In a New York Times op-ed, Kenneth W. Starr (now president of Baylor University) makes the case for televising Supreme Court proceedings.
Unfortunately, Starr does not acknowledge, much less address, a serious internal tension in his argument: On the one hand, Starr regards video recordings as qualitatively different from the audio recordings and argument transcripts that the Court already makes available.
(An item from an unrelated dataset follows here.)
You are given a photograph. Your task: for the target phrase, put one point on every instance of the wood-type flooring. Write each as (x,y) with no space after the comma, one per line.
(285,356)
Yet on the other hand, he asserts that the fear that televising proceedings would have negative consequences “seems groundless in light of the already available sound recordings from these sessions.”
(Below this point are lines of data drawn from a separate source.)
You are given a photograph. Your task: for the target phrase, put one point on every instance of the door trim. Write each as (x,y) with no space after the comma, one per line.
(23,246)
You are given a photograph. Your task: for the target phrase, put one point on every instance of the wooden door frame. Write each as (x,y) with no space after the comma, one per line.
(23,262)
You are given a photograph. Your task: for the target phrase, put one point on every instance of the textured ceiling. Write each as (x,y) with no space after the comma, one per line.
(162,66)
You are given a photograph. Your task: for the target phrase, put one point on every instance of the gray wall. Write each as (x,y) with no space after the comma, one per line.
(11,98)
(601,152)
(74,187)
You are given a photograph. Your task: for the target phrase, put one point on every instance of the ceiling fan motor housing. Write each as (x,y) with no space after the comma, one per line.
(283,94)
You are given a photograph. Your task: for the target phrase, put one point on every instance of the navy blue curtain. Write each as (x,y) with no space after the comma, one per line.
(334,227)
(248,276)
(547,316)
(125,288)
But if video recordings are indeed qualitatively different from audio recordings and transcripts—if, as I put it in my case last year against televising Supreme Court proceedings, “[b]ecause of the emotional power of images, cameras, far more than microphones, transform the behavior of those who know they are being recorded”—then Starr has no answer to the concerns I spelled out:
In particular, cameras at oral argument and at sessions in which rulings are announced would encourage and reward political grandstanding by the justices (as well as by counsel and protesters in the courtroom). Whether or not the justices actually succumbed to the temptation to play to the national viewing audience — and what reason is there to think that, sooner or later, they wouldn’t? — their colleagues would often suspect they had.
The court would become more politicized, and the resulting resentment and distrust among the justices would disserve the ideal of reasoned deliberation — an ideal, to be sure, that is often not realized but that is at least still professed and pursued.